I watch, motionless, as he walks to the edge of the clearing.
As he reaches it, he stops, looking back with a frown to where
I am still standing in the circle of his blood. His eyes narrow
in annoyance, and the familiar look is almost enough to make
me smile through the knowledge that he is leaving.
“I didn’t tell them,” he says after a moment,
his voice still sore, but better. A bonus from the spell, I imagine.
He looks down at his palm, flexing it again. “What you
are.
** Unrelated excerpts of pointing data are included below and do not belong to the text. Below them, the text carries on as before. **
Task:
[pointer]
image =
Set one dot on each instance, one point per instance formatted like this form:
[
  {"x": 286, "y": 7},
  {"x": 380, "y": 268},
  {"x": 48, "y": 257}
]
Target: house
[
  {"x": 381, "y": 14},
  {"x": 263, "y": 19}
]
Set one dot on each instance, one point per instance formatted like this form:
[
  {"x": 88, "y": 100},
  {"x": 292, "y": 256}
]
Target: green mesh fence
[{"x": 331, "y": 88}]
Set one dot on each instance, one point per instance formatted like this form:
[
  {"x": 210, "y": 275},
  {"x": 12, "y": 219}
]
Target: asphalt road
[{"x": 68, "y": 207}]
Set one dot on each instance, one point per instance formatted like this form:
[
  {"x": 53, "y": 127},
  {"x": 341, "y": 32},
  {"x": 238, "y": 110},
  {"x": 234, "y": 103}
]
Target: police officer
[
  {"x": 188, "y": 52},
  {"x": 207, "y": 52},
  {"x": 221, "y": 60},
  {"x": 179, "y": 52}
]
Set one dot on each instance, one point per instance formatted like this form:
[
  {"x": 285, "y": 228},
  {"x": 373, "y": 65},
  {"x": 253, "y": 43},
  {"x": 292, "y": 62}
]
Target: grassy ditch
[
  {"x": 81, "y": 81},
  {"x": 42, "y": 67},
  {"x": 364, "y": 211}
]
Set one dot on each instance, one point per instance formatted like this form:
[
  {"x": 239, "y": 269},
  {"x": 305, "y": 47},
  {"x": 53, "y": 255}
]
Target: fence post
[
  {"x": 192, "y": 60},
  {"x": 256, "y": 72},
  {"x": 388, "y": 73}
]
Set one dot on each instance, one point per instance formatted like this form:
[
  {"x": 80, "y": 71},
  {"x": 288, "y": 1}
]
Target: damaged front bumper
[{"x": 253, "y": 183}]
I didn’t get a chance before,” he waves his
hand in the direction of the Plains, which no longer seem to
be burning, “everything.” When he looks back at me
the annoyance is gone, but his eyes are shuttered, preventing
even my interpretation. “You could come back. Try it again,
without the sabotage and betrayal this time.”
“
It would be an interesting change,” I respond,
pretending my answer is in doubt. I have as little choice in
this as I did in saving him. This time, when he walks away, I follow.